Os mercados acompanham com atenção o risco de interrupção no Estreito de Ormuz, rota estratégica por onde passa cerca de 20% do fluxo global de petróleo e volumes relevantes de gás natural. Trump afirmou que as operações militares podem se estender por até quatro semanas, ou até que os "objetivos muito fortes" dos Estados Unidos sejam atingidos.

Busca por proteção e agenda cheia

No mercado financeiro internacional, o dólar ganha força. O índice DXY avançava para a região de 98,4 pontos, atingindo o maior nível em cinco semanas. Em contrapartida, o rendimento do Treasury de 10 anos recuava para cerca de 3,93%, o menor patamar desde setembro de 2024, refletindo a busca por ativos considerados seguros.

As bolsas globais operavam em queda superior a 1% no início do pregão, com companhias aéreas e instituições financeiras entre as maiores perdas, em linha com a retração do apetite por risco.

Além do cenário geopolítico, a semana é marcada por uma agenda econômica carregada. No exterior, investidores acompanham os PMIs industriais e de serviços, além de indicadores do mercado de trabalho dos Estados Unidos, como o relatório Jolts, a pesquisa ADP e, principalmente, o payroll de sexta-feira, 6.

Também estão no radar discursos de dirigentes do Federal Reserve e a divulgação do Livro Bege, documento que subsidia a próxima decisão de política monetária, marcada para 18 de março.

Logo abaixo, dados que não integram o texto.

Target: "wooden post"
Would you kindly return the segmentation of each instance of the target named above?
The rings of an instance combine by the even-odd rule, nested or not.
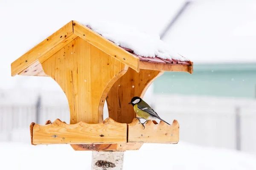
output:
[[[124,152],[93,151],[92,170],[122,170]]]

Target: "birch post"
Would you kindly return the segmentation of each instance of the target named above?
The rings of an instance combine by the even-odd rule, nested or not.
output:
[[[124,152],[93,151],[92,170],[122,170]]]

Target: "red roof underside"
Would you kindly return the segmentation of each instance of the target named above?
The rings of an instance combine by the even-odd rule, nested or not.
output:
[[[120,47],[124,50],[127,51],[131,54],[134,55],[140,58],[140,61],[147,61],[150,62],[156,62],[157,63],[167,64],[183,64],[184,65],[190,65],[190,63],[186,61],[181,61],[175,59],[163,59],[161,58],[155,56],[154,58],[144,57],[138,56],[133,53],[133,51],[124,47]]]

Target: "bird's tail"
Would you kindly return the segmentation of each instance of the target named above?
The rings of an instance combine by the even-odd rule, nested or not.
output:
[[[162,120],[164,122],[165,122],[165,123],[167,123],[167,124],[168,124],[169,125],[171,125],[169,123],[167,123],[164,120],[163,120],[162,119],[160,118],[159,117],[157,117],[157,119],[158,119],[160,120]]]

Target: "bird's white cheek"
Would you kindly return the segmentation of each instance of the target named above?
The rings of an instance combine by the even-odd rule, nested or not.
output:
[[[136,99],[135,100],[132,102],[132,103],[133,104],[136,104],[136,103],[138,103],[139,102],[140,102],[140,99]]]

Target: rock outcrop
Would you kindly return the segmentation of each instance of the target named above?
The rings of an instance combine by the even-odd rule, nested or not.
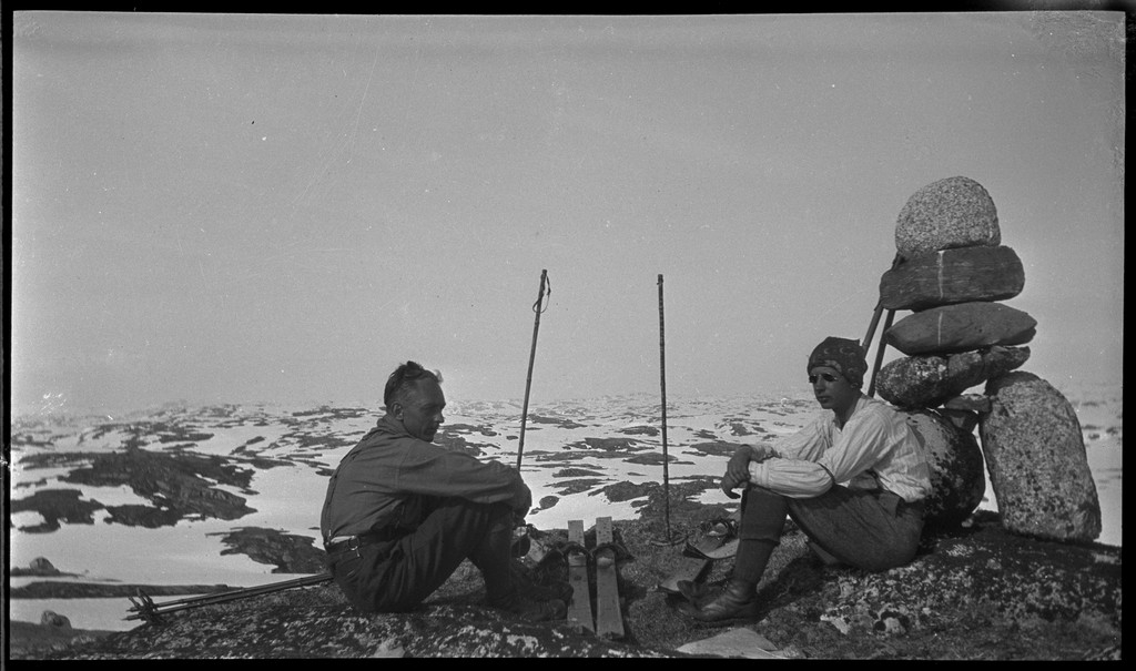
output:
[[[653,492],[658,495],[658,490]],[[567,621],[525,623],[481,604],[478,572],[462,564],[419,610],[364,614],[334,585],[266,594],[170,613],[43,659],[285,657],[685,657],[716,654],[719,630],[699,628],[655,586],[680,546],[652,543],[653,513],[616,522],[627,553],[618,562],[626,637],[608,640]],[[676,532],[720,517],[716,506],[674,502]],[[682,521],[679,521],[682,520]],[[551,530],[553,544],[566,530]],[[535,579],[563,577],[550,553]],[[557,559],[559,557],[559,559]],[[733,562],[715,562],[705,581],[720,586]],[[542,572],[543,571],[543,572]],[[758,586],[762,610],[740,624],[791,659],[1102,659],[1120,656],[1120,550],[1006,534],[996,513],[928,535],[914,561],[880,573],[826,567],[792,523]],[[722,654],[729,654],[722,653]]]

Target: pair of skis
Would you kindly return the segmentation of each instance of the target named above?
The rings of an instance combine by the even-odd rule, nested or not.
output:
[[[682,582],[696,584],[711,562],[716,560],[729,559],[737,553],[736,526],[740,519],[738,513],[734,513],[727,519],[715,520],[710,528],[698,543],[686,540],[683,547],[683,557],[675,570],[659,584],[658,589],[669,594],[685,596],[682,590]]]
[[[573,588],[568,619],[604,638],[624,637],[624,617],[619,606],[619,574],[616,570],[616,543],[611,518],[595,519],[595,548],[584,543],[584,521],[568,521],[568,582]],[[592,590],[588,559],[595,564],[595,617],[592,617]]]

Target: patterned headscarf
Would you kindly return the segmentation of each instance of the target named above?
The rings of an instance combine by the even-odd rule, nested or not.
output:
[[[850,341],[828,336],[809,354],[809,367],[818,366],[835,368],[853,386],[863,384],[863,374],[868,371],[868,361],[863,358],[860,341]]]

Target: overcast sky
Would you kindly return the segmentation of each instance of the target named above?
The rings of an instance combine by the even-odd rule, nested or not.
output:
[[[12,402],[804,391],[919,187],[987,188],[1024,370],[1119,381],[1124,15],[18,12]],[[903,312],[897,314],[901,318]],[[894,355],[891,352],[888,359]]]

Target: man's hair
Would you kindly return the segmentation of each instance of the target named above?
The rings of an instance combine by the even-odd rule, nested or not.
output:
[[[383,391],[383,404],[390,410],[395,401],[406,397],[410,391],[410,385],[420,379],[432,379],[438,384],[442,381],[442,374],[436,370],[426,370],[415,361],[407,361],[399,366],[386,378],[386,388]]]

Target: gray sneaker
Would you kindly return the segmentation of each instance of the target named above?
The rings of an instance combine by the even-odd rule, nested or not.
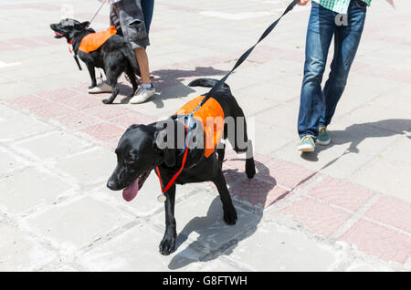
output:
[[[151,88],[143,88],[140,87],[135,91],[134,97],[130,99],[131,104],[141,104],[145,102],[147,99],[149,99],[151,97],[155,95],[155,88],[152,85]]]
[[[94,88],[89,88],[89,94],[112,93],[111,87],[107,81],[102,81]]]
[[[317,144],[326,146],[330,144],[331,139],[328,133],[327,127],[321,126],[319,129],[319,133],[317,136]]]

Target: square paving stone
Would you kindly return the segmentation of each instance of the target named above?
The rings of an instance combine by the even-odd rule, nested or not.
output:
[[[16,146],[38,158],[50,159],[82,151],[90,145],[86,140],[58,131],[20,142]]]
[[[26,223],[62,247],[80,247],[132,221],[130,214],[91,197],[57,204]]]
[[[0,106],[0,141],[10,141],[22,137],[44,132],[51,128],[34,118]]]
[[[177,234],[188,237],[194,245],[217,249],[242,233],[254,228],[261,215],[236,206],[237,221],[227,225],[223,220],[223,208],[219,196],[200,192],[175,205]],[[262,213],[261,213],[262,214]],[[153,223],[164,228],[164,212],[154,216]]]
[[[331,247],[272,223],[260,223],[224,254],[256,271],[327,271],[336,262]]]
[[[105,182],[116,166],[116,154],[102,149],[94,149],[56,162],[56,168],[78,182],[90,184]]]
[[[163,233],[147,225],[136,225],[120,236],[87,252],[81,264],[91,271],[184,271],[201,254],[181,245],[169,256],[159,253]]]
[[[51,203],[70,189],[60,178],[27,168],[0,181],[0,207],[18,213]]]
[[[0,224],[0,271],[33,271],[51,262],[55,254],[17,228]]]

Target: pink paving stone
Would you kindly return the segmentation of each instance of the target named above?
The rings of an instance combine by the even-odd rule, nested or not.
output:
[[[124,116],[132,112],[130,109],[118,107],[116,105],[103,105],[88,108],[82,110],[83,113],[98,117],[108,120],[116,117]]]
[[[364,220],[355,223],[341,239],[368,254],[399,264],[404,264],[411,253],[410,237]]]
[[[40,106],[29,109],[29,112],[41,119],[50,119],[58,115],[64,115],[72,111],[71,109],[57,103],[41,104]]]
[[[275,179],[279,185],[289,189],[294,189],[297,186],[303,186],[313,180],[316,172],[305,169],[300,165],[292,162],[274,159],[260,170],[258,178],[272,180]]]
[[[44,104],[45,100],[34,95],[23,96],[18,98],[10,98],[5,99],[7,104],[21,109],[30,109],[37,107],[39,104]]]
[[[111,140],[109,140],[107,141],[104,141],[104,147],[110,150],[111,151],[114,151],[117,148],[117,145],[119,144],[119,139],[114,138]]]
[[[258,179],[246,180],[230,189],[230,192],[239,200],[267,208],[279,202],[288,195],[288,192]]]
[[[68,114],[53,117],[52,119],[76,129],[89,127],[100,121],[96,117],[86,115],[79,111],[70,111]]]
[[[93,137],[96,140],[107,141],[114,138],[120,138],[124,129],[117,126],[100,123],[80,129],[82,132]]]
[[[411,70],[399,70],[386,78],[411,84]]]
[[[320,183],[310,189],[308,194],[334,205],[356,211],[374,195],[374,192],[346,181],[325,177]]]
[[[47,98],[51,100],[59,101],[59,100],[65,100],[69,98],[75,97],[76,95],[79,95],[78,92],[68,89],[68,88],[58,88],[53,90],[47,90],[44,92],[37,93],[38,96]]]
[[[122,128],[129,128],[132,124],[149,124],[155,119],[152,117],[133,112],[126,116],[120,116],[110,120],[111,123],[116,124]]]
[[[365,216],[411,233],[411,204],[406,202],[383,196]]]
[[[75,109],[84,109],[100,105],[100,102],[90,98],[88,95],[79,95],[69,98],[62,99],[59,103]]]
[[[286,214],[314,233],[329,237],[350,217],[350,214],[311,199],[301,198],[282,210]]]

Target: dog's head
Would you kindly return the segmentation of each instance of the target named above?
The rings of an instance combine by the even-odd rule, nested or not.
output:
[[[156,166],[164,162],[174,166],[175,150],[160,144],[164,141],[165,131],[151,125],[131,126],[117,145],[117,166],[107,187],[112,191],[123,190],[122,197],[131,202]]]
[[[74,36],[89,26],[90,22],[79,22],[75,19],[66,18],[59,23],[50,25],[50,28],[54,31],[56,38],[66,37],[68,42],[73,39]]]

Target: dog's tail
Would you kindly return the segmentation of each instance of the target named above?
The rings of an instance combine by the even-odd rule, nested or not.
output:
[[[124,57],[126,57],[127,60],[132,67],[132,69],[137,74],[137,76],[142,76],[142,73],[140,72],[139,63],[135,58],[135,54],[133,53],[132,46],[130,44],[126,44],[125,46],[121,47],[120,50],[124,55]]]
[[[213,88],[214,86],[216,86],[216,84],[217,82],[218,82],[218,79],[214,79],[214,78],[197,78],[197,79],[191,81],[188,84],[188,87]],[[224,83],[223,88],[227,89],[228,91],[231,91],[230,87],[226,83]]]

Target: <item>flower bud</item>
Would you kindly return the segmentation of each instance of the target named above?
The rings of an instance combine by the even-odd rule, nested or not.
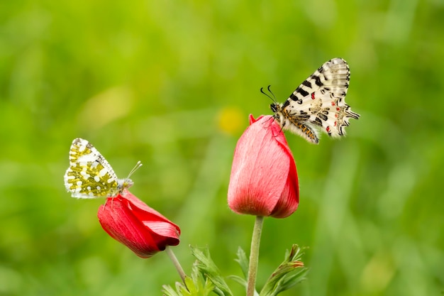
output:
[[[236,144],[228,206],[238,214],[285,218],[296,211],[299,189],[294,158],[271,116],[250,116]]]
[[[107,198],[97,216],[108,234],[139,257],[149,258],[167,246],[179,244],[179,226],[128,190]]]

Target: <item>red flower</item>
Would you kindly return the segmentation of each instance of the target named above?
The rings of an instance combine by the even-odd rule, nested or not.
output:
[[[299,203],[294,158],[281,127],[271,116],[250,115],[234,151],[228,206],[238,214],[285,218]]]
[[[179,244],[179,226],[128,190],[107,198],[97,216],[108,234],[139,257],[149,258],[167,246]]]

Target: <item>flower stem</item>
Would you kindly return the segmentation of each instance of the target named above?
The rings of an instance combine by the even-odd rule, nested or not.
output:
[[[170,246],[167,246],[167,247],[165,248],[165,252],[167,252],[167,254],[168,254],[168,257],[170,257],[170,258],[172,261],[172,263],[176,268],[176,270],[177,270],[177,273],[179,273],[179,275],[180,275],[180,278],[182,278],[182,281],[184,283],[184,285],[185,285],[185,287],[187,287],[187,284],[185,284],[185,277],[187,276],[187,275],[185,274],[184,269],[182,268],[182,265],[179,263],[177,258],[173,253],[171,248],[170,248]]]
[[[251,239],[251,249],[250,251],[250,266],[248,266],[248,284],[247,286],[247,296],[255,295],[256,285],[256,273],[257,272],[257,260],[259,258],[259,246],[260,245],[260,235],[262,234],[264,217],[256,216],[255,227],[252,230]]]

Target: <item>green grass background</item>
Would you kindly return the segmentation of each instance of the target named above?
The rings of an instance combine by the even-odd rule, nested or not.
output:
[[[226,204],[248,115],[270,114],[326,60],[350,67],[348,136],[287,134],[301,194],[266,219],[257,287],[292,243],[308,280],[286,295],[444,292],[442,0],[3,1],[0,3],[0,295],[156,295],[179,280],[101,229],[104,200],[63,174],[90,141],[131,191],[240,274],[253,216]],[[279,165],[279,164],[276,164]],[[228,280],[235,295],[243,288]]]

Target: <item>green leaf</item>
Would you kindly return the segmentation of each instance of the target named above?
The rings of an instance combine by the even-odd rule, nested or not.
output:
[[[169,285],[162,287],[167,296],[208,296],[213,292],[214,285],[204,278],[197,268],[193,267],[192,276],[185,277],[185,285],[176,283],[176,290]]]
[[[221,272],[213,262],[208,248],[203,248],[204,251],[193,246],[190,248],[192,255],[196,259],[194,266],[205,278],[209,279],[214,285],[213,292],[220,296],[233,296],[228,285],[221,275]]]
[[[293,245],[289,252],[286,251],[284,262],[268,278],[260,295],[277,295],[305,280],[308,268],[304,267],[301,261],[302,255],[301,248],[297,245]]]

No Brasil, o principal destaque é a divulgação do PIB do quarto trimestre de 2025, prevista para terça-feira, 3. A mediana das estimativas aponta para expansão de 0,1% no período e crescimento acumulado de 2,3% em 2025.

Ao longo da semana, também serão conhecidos dados como IPC-S, Índice de Confiança Empresarial, Focus, Caged, PNAD Contínua, balança comercial, produção industrial e indicadores da indústria automotiva.